The Greek Bailout and the Future of the Euro

A broad crisis has enveloped the Eurozone.  States such as Spain, France, and Ireland have seen their borrowing costs skyrocket, making it difficult to pay their debt obligations.  However, the Greek situation is by far the worst, with Greece’s acceptance of 170 billion dollars in bailout funds from the European Central Bank, largely funded by Germany.  The fear is that if Greece has a messy full scale default, Europe will go from a broad recession into an all out depression.

And yet on May 6, Greece will hold parliamentary elections which will be critical to survival of the bailout.  Basically, the austerity measures which Greece accepted as part of the bailout are required to keep the funds.  However, with over twenty percent unemployment, austerity is not popular and a fear exists that Greeks will elect a government which will roll back the austerity measures.  If the parliament does that, Greece will lose the bailout funds and the messy default scenario could occur.

It appears unlikely that New Democracy, the political party most likely to seek to maintain austerity measures, will have a large enough percentage of the votes in parliament to maintain austerity measures.  New political parties have sprung up which have vowed to stand against austerity.  As such, the future of the Eurozone and the global economy are hazy.


  1. I am very interested to see how the May 6th elections actually pan out. I understand the unpopularity of austerity, but I have to wonder if the Greek public understands that if Greece goes through a messy default scenario, it will very likely put itself in a worse economic position than that of an “austere” Greece. My thought is that a significant portion of the Greek public think its better to take a chance with bankruptcy even though it will very likely lead to an even worse situation, rather than face a certain, but “austere” Greece. I know it really isn’t fair of me to say this as I am living my comfy existence here in the US, but I’d like to think I’d be voting for austerity if I were Greek.
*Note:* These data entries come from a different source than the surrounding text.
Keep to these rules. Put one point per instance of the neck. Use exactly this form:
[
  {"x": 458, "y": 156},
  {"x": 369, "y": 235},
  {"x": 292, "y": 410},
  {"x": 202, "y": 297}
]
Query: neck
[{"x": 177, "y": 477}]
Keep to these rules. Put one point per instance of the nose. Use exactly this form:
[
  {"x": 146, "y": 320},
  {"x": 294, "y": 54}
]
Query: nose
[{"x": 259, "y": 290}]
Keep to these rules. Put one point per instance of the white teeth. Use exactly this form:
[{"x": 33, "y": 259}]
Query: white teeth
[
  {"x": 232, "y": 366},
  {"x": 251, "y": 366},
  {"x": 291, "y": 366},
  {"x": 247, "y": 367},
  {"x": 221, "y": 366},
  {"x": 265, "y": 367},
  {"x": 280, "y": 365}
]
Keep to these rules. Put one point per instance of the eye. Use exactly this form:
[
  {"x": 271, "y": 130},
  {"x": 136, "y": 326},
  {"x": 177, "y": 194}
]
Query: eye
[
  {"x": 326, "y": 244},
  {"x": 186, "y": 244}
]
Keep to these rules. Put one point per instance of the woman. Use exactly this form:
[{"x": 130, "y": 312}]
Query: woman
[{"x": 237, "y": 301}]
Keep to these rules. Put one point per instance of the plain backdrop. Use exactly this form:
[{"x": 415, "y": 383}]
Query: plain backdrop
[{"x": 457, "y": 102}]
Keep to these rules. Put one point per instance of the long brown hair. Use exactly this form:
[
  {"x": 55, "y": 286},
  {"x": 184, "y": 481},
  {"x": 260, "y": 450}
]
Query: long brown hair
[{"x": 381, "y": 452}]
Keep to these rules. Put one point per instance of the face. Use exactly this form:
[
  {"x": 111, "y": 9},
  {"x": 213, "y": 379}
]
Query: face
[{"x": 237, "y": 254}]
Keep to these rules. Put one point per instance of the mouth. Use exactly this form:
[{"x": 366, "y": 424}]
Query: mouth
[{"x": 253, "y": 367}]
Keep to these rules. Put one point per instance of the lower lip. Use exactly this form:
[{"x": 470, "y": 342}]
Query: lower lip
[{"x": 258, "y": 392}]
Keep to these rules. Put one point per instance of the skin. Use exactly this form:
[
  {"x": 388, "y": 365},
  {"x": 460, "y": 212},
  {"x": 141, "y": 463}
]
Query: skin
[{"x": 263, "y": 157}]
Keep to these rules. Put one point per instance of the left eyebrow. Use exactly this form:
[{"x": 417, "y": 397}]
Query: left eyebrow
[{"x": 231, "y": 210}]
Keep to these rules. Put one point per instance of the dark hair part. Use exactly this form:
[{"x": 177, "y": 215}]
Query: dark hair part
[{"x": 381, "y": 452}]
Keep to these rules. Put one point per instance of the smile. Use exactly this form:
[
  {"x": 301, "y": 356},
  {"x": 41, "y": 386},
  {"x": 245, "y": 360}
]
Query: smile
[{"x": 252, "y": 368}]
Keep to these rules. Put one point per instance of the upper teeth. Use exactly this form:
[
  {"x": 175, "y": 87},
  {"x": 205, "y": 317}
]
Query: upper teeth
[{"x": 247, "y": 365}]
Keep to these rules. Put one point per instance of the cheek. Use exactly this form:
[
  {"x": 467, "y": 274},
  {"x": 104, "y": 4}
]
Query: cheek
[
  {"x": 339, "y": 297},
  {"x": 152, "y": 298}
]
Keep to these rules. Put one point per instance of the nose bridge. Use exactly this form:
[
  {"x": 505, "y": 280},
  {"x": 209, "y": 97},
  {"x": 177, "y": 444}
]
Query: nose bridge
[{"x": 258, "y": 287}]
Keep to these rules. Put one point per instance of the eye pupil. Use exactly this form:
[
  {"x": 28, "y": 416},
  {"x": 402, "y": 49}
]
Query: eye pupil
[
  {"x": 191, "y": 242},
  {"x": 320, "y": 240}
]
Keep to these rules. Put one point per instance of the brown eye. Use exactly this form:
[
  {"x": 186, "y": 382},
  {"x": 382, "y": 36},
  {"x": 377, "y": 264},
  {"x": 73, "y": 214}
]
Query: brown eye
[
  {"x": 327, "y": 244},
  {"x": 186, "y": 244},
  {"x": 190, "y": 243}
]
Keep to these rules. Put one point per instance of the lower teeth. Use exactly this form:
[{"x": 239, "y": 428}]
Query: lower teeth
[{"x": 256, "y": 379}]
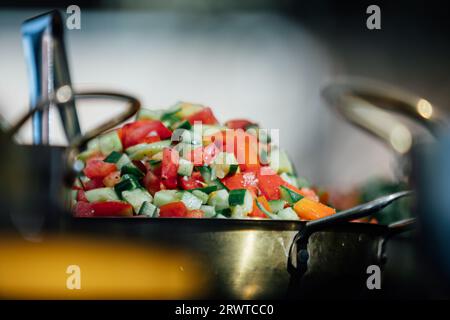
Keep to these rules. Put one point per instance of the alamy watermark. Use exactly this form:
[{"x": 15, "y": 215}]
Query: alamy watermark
[{"x": 73, "y": 19}]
I’d also probably be pretty upset with the government that got my country into such a mess in the first place.

  2. It seems as though the problems in Greece just won’t go away. Every few months there is talk about the government running out of money, the EU threatening to cut off aid if an austerity package isn’t passed, and rioting in the streets if it is passed. Greece has two things going in its favor, they were the first ones to get into this mess and there is a line forming behind them. With countries like Portugal, Ireland, Italy, and Spain teetering on financial instability, everyone is paying very close attention to how the EU responds to Greece. One false move in Athens could be felt all over the Euro Zone. Keep in mind, all of the problems so far have come in terms of getting Greece the money. Makes you wonder what will happen when the “loans” come due.